Reality bites in this Nick Hornby-scripted Brit flick. Based on writer Lynn Barber’s early years, An Education is the cautionary tale of bookish schoolgirl Jenny (Carey Mulligan), who falls for the charms of a local scam artist called David (Peter Sarsgaard). He woos her with jaunts to a jazz club and escapades to Paris. But when Jenny loses her place at Oxford and uncovers David’s double life, the life lessons are an education in their own right.

Carey Mulligan (pictured with Peter Sarsgaard) was nominated for an Oscar and won a BAFTA for her portrayal as Jenny
’80s queen Molly Ringwald and Jon Cryer star in the cult classic, Pretty in Pink

Pretty in Pink, 1986

The original cult coming-of-age movie stars a young Molly Ringwald as Andie, the arty outsider caught in an unlikely love triangle. It’s as much an ode to girl power as it is a tale of unrequited love and high-school high drama.

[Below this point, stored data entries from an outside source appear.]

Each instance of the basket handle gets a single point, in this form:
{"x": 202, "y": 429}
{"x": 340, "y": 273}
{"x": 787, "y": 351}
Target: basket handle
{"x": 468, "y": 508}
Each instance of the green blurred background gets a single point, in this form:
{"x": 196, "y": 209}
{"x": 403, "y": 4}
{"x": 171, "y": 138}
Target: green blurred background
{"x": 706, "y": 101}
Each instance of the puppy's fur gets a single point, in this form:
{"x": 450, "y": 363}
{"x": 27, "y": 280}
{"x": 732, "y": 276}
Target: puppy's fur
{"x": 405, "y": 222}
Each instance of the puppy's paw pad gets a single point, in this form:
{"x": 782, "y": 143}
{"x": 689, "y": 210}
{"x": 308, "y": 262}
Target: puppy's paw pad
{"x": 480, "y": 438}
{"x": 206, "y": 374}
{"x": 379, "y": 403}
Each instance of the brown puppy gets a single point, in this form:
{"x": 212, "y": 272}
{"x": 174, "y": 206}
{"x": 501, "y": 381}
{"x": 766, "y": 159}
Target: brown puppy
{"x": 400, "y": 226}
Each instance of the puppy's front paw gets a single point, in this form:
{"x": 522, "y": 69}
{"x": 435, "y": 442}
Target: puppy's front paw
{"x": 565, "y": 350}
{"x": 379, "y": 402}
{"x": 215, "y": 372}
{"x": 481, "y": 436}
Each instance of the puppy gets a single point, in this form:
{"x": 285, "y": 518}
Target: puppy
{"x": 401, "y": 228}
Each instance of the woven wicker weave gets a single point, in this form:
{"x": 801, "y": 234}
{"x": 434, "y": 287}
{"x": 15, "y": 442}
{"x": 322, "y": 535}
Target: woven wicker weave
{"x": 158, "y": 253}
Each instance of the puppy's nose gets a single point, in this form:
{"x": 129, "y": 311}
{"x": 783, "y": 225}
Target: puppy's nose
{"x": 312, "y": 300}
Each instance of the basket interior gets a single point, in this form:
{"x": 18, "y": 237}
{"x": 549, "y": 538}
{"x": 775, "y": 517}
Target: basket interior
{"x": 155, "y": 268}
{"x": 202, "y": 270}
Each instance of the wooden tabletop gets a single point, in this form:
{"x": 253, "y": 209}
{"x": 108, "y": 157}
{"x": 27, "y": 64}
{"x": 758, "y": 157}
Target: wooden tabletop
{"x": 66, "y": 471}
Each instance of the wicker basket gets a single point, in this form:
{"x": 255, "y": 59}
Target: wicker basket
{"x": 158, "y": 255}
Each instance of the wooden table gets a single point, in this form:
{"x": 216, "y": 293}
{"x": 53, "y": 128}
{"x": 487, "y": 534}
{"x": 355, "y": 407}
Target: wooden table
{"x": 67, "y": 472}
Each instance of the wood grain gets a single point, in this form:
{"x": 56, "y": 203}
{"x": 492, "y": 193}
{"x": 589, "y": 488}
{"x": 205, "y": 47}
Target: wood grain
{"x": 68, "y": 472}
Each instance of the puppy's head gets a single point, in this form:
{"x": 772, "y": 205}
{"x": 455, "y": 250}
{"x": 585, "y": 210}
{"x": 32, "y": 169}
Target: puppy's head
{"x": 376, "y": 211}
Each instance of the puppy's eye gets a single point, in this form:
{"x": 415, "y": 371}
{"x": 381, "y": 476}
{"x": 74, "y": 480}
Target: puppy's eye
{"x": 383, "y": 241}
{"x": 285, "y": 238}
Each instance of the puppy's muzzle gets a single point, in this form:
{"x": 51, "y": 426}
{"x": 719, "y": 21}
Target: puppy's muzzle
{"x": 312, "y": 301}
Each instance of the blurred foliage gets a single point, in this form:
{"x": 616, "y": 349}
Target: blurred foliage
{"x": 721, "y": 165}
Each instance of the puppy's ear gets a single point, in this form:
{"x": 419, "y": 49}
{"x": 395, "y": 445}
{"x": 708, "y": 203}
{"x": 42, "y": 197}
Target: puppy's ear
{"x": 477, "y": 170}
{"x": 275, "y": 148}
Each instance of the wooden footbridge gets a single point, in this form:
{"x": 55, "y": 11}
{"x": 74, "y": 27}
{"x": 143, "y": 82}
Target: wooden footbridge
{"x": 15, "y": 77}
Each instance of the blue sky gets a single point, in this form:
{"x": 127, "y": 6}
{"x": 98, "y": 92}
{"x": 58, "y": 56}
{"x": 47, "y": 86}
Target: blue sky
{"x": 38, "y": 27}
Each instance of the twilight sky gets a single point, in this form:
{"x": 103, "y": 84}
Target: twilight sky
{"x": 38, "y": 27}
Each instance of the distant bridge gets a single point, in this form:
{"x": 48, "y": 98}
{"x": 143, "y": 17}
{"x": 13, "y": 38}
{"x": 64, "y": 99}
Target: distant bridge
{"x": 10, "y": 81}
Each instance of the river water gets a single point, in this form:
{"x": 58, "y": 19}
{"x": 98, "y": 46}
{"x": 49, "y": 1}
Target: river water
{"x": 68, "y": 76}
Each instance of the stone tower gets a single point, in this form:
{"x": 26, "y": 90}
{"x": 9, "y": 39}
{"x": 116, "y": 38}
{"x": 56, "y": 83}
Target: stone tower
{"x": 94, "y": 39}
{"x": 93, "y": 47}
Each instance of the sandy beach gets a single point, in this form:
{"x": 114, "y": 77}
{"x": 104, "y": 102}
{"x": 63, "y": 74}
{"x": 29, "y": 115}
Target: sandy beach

In the end, Andie steps out of the shadows of love-interest object and into center stage in her own life.

The Miseducation of Cameron Post, 2018

The stellar cast of this drama includes Chloë Grace Moretz as Cameron, a teen sent to a conversion camp after being caught kissing another girl. Once there, she finds a tribe of like-minded rule-breakers – including rising star Sasha Lane – not afraid to challenge the status quo. Director Desiree Akhavan (Girls alumnus and the brains behind one of 2014's best indie films, Appropriate Behavior) presents a sensitive and compelling look at the trials of teenage life and self-discovery alongside the travesty of these – very real – conversion camps.